Monday, March 27, 2006

Data Mining has now its open interface: JDMAPI

I've always been interested in data mining because it mixes some advanced statistical or mathematical methods with complex data computation algorithm (typically developped for computer learning). On the negative side, its application may have a bad press (sometimes well deserved) because of potential abuse it can lead to... I will not dwell time on identity and privacy sensitive issues, but when the goal is respectful of people privacy's right, one can leverage data mining to bring normal analysis to a much higher level. This is achieved through data induction (let the data speak for itself...) as opposed to data deduction (deducts conclusion based on specific report produced) typically encountered in more classical BI application.

Data mining functionality is now built-in inside Oracle 10g through a standardized JSR (http://www.jcp.org/en/jsr/detail?id=73). Although this first effort is limited in scope, it will ensure application could be developed independent on vendor proprietary API. It is currently being continued through a more complete initiative (JSR-247, http://www.jcp.org/en/jsr/detail?id=247) which will bring more mining functionality and advanced algorithm. Most big players contribute to this standardization effort: Oracle, SAS, Hyperion, SPSS, SAP, IBM, etc.., but yes of course except Microsoft.

The standard API also offers extensibility (each vendor can provide additional functionality not explicitly defined within the standard) and also covers the use of Web Services which will ensure complete independence of platform and language implementation.

More info can be found by googling JDMAPI.

I'll try to analyse this API in more detail and let you know my discoveries...

Sunday, March 19, 2006

From ER to OO

In my previous posts I've been sharing knowledge valuable for people dealing with the technology underlying relational database management system (RDBMS for short). This technology is used to store literally any information held by organization. I've been dealing with this technology since about 1996, and still continue to do so mainly because of its ubiquity in IT world. Relation databases store information using set theory and implement transaction and concurrency control to handle a large number of simultaneous connection, and as such their scope are fairly limited (although most big players are trying to include more functionality and processing flexibility into their engine, e.g. Oracle experiencing with the inclusion of JRE within their database...).


After doing modeling and designing architecture for database for some time, I started designing and developing stuff in Object Oriented language environment (around 2002). At first this can be quite daunting with all the flexibility OO programming can offer... Compared to database modeling where you have a rigid framework and theory guiding your work, OO modeling seems more to stimulate your artistic and creativity ability than your analytical expertise.

To overcome this new paradigm, here's some pragmatic steps I did and applied in learning Java, free of charge (or almost):
  1. Getting and reading good reference documentation, such as the free resource from Bruce Eckel, Thinking in Java. This first step will only help you gaining some knowledge, but to be able to do it yourself in an elegant and flexible way you'll definitely need more experience. After some practice you'll seem to face recurrent problem over and over... this is where step 2 kicks in.
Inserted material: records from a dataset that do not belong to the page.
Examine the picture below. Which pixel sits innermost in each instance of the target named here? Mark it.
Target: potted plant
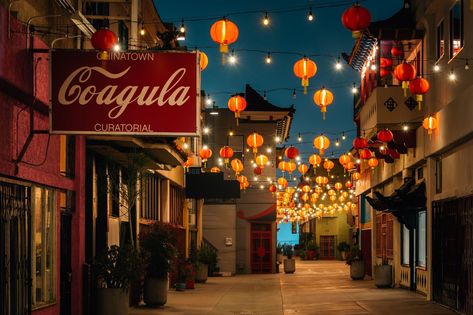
(157, 244)
(289, 262)
(383, 274)
(311, 251)
(206, 259)
(114, 270)
(357, 266)
(343, 248)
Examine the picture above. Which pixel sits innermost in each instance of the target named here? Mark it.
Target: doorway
(327, 247)
(261, 248)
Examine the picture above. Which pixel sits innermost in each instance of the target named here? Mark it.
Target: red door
(261, 244)
(327, 247)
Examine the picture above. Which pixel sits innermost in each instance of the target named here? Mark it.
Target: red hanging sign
(131, 93)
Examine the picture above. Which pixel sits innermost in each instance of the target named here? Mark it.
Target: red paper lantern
(385, 62)
(226, 153)
(291, 153)
(365, 154)
(104, 40)
(257, 170)
(237, 104)
(356, 18)
(405, 72)
(383, 72)
(360, 143)
(397, 50)
(385, 135)
(419, 86)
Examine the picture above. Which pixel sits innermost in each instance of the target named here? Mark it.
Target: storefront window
(422, 239)
(44, 242)
(405, 245)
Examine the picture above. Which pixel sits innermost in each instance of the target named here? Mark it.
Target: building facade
(244, 229)
(433, 257)
(61, 195)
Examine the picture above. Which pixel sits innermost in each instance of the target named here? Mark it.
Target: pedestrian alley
(317, 287)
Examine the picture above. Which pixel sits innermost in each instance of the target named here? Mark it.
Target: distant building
(244, 230)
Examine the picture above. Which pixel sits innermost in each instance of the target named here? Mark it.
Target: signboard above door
(130, 93)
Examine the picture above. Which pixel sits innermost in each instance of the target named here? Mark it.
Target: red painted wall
(24, 81)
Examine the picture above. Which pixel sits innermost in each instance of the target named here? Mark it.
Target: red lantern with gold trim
(237, 104)
(404, 73)
(419, 86)
(356, 18)
(305, 69)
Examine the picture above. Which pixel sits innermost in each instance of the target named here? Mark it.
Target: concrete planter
(156, 291)
(357, 270)
(383, 276)
(202, 273)
(112, 301)
(289, 265)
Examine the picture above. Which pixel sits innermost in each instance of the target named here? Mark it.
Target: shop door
(366, 250)
(261, 245)
(452, 253)
(66, 268)
(327, 247)
(15, 249)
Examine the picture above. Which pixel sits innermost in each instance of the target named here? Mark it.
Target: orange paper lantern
(254, 141)
(237, 166)
(224, 32)
(237, 104)
(322, 143)
(305, 69)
  2. Getting a good reference on Design Pattern, this will teach in developing code with better quality (from aspects such as flexibility, robustness, adaptive, less error prone, etc.) following pattern developed by experienced developer. A good introduction book would be Head First Design Pattern, but to get the real reference document you should go to Gang of Four.

  3. If you're still shy and afraid of downloading a free copy of Eclipse to experiment and code yourself (at this point maybe you should simply reconsider coding ;-), then what is still available to you are millions of lines of quality code (mostly in Java) available in the best open source project, more on that later. However, most likely you'll actually be programming your own stuff relying one or many open source components, at least that's how I did it.

Martin